Os gerentes de Relações Comunitárias e Sociais, André Vasconcelos, e de Meio Ambiente, Paulo Henrique Lima, defenderam que a mineração moderna exige integração entre engenharia, gestão ambiental e responsabilidade social desde as fases iniciais do projeto.
Segundo Vasconcelos, a atuação junto às comunidades deve começar ainda na etapa de pesquisa mineral e licenciamento, acompanhando todo o desenvolvimento do empreendimento. Para ele, o relacionamento entre empresa e população precisa ser construído desde os primeiros contatos, com compromissos claros e diálogo permanente.
O executivo destacou que fatores socioambientais passaram a exercer influência direta sobre a geração de valor dos projetos minerários e afirmou que a crescente disponibilidade de informações tornou as comunidades mais preparadas para discutir impactos, oportunidades e responsabilidades relacionadas aos empreendimentos.

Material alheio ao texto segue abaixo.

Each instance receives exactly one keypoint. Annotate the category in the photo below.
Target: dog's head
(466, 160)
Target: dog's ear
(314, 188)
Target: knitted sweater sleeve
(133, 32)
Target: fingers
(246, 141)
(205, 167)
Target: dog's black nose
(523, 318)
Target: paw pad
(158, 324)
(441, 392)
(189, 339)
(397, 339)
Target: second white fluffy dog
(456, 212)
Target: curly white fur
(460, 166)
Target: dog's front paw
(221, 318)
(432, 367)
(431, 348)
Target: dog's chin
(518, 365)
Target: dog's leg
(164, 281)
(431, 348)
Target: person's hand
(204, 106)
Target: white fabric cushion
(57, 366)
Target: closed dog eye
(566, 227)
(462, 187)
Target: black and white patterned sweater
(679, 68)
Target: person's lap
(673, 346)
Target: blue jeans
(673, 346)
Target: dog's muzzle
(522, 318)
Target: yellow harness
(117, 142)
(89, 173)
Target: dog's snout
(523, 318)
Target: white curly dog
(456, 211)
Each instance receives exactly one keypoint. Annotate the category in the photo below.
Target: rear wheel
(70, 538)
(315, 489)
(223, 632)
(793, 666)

Outro eixo considerado estratégico é o desenvolvimento econômico regional. A empresa pretende investir na qualificação de trabalhadores e fornecedores locais antes mesmo do início das operações, ampliando a capacidade da região para atender à futura demanda da mineração e estimulando a geração de valor compartilhado.
A apresentação também detalhou o andamento da Consulta Livre, Prévia e Informada junto à comunidade quilombola do Baú, conduzida conforme as diretrizes da Organização Internacional do Trabalho (OIT) e do Incra. Iniciado em novembro de 2025, o processo envolveu estudos participativos, identificação de impactos socioambientais e a elaboração do Plano Básico Ambiental Quilombola (PBAQ).

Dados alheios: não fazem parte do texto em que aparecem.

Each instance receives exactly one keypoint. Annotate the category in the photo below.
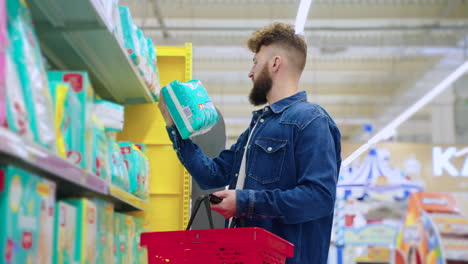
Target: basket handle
(202, 199)
(236, 222)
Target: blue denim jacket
(292, 168)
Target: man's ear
(277, 61)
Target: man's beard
(262, 86)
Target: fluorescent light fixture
(301, 16)
(388, 129)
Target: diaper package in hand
(191, 108)
(27, 204)
(86, 242)
(105, 232)
(79, 104)
(27, 58)
(65, 233)
(17, 114)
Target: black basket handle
(205, 199)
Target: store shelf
(73, 36)
(127, 201)
(35, 158)
(71, 180)
(171, 51)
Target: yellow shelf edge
(170, 52)
(128, 198)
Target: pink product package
(3, 45)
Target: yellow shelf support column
(170, 183)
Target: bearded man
(282, 171)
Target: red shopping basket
(250, 245)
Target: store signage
(375, 234)
(441, 161)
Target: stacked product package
(59, 111)
(27, 204)
(29, 102)
(140, 50)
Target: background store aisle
(368, 59)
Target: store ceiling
(368, 59)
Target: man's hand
(165, 112)
(227, 208)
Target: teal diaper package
(110, 114)
(86, 222)
(27, 58)
(99, 154)
(129, 34)
(153, 63)
(190, 107)
(16, 112)
(132, 162)
(140, 253)
(27, 203)
(79, 138)
(65, 233)
(119, 172)
(105, 232)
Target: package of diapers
(65, 233)
(140, 253)
(191, 108)
(119, 172)
(27, 58)
(105, 231)
(111, 115)
(59, 92)
(129, 34)
(99, 154)
(28, 207)
(132, 162)
(124, 233)
(79, 106)
(154, 86)
(86, 222)
(17, 114)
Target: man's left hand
(227, 208)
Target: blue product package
(190, 107)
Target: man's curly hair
(283, 35)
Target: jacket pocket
(267, 160)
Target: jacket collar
(284, 103)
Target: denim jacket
(292, 167)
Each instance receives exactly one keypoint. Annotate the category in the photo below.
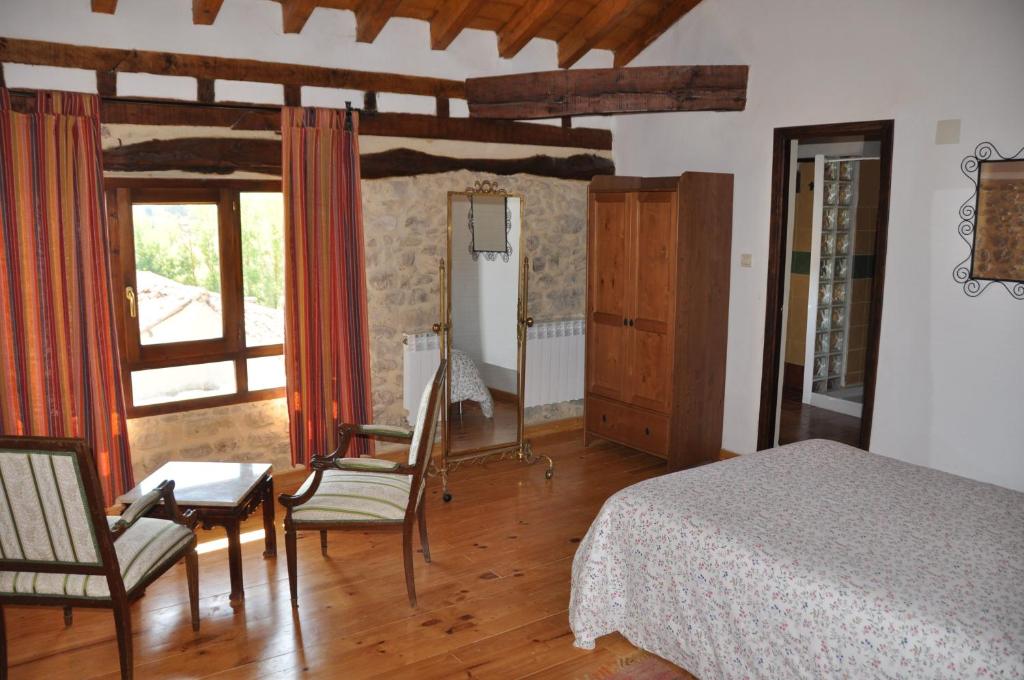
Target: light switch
(947, 131)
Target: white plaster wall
(950, 386)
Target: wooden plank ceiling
(624, 27)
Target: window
(199, 270)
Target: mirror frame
(451, 459)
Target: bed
(810, 560)
(467, 383)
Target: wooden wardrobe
(657, 310)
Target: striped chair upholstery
(355, 493)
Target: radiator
(554, 364)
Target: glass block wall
(835, 275)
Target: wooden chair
(57, 548)
(363, 494)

Ao longo da consulta foram identificadas 16 percepções de impactos socioambientais, resultando na criação de cinco programas compostos por 35 projetos de mitigação e compensação. Segundo a empresa, o trabalho mobilizou mais de 700 pessoas, contou com 39 encontros, mais de 3.800 horas de consultoria especializada, cerca de 900 horas da equipe técnica da Lithium Ionic e a participação de 26 profissionais.
Entre as iniciativas previstas está a capacitação de jovens da comunidade para acompanhar diretamente o monitoramento ambiental da futura mina, incluindo indicadores como ruído, poeira e vibração. A proposta busca ampliar a transparência e permitir que os moradores acompanhem o desempenho ambiental do empreendimento.

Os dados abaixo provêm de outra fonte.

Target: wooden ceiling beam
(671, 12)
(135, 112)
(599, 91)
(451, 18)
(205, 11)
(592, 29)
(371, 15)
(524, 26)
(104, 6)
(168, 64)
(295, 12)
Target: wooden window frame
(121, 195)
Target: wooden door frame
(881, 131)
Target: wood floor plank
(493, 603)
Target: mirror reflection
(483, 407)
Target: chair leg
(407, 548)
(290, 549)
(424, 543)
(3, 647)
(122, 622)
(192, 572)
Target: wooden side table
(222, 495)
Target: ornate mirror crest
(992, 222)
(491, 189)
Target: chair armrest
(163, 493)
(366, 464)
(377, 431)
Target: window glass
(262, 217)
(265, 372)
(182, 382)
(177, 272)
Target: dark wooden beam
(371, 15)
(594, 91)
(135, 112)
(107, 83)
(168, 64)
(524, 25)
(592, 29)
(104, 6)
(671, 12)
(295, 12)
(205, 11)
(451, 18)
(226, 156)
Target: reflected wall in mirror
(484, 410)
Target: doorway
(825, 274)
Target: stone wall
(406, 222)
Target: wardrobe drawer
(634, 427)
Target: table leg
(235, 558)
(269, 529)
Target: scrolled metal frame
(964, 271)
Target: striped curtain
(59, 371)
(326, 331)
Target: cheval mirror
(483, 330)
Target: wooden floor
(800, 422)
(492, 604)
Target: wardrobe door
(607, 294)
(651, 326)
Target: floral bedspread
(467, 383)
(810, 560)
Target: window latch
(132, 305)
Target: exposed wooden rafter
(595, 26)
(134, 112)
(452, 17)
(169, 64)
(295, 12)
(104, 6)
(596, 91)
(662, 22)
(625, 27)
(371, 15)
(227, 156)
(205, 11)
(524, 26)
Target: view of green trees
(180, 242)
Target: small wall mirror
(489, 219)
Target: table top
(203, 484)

Na área ambiental, Paulo Henrique Lima apresentou o sistema de monitoramento previsto para a implantação e operação do Projeto Bandeira. O plano contempla acompanhamento automático e em tempo real da qualidade do ar, ruídos, vazão e qualidade da água, parâmetros meteorológicos e estabilidade geotécnica das pilhas.
De acordo com o gerente, as informações serão utilizadas não apenas para atender às exigências dos órgãos reguladores, mas também como ferramenta permanente de gestão preventiva, permitindo identificar tendências, corrigir desvios e ampliar a rastreabilidade das operações. A intenção é disponibilizar parte desses dados também para consulta da população.
A Lithium Ionic reforçou que o Projeto Bandeira permanece em fase de licenciamento ambiental e que pretende manter a integração entre gestão social, monitoramento ambiental e participação comunitária ao longo de todas as etapas de implantação do empreendimento.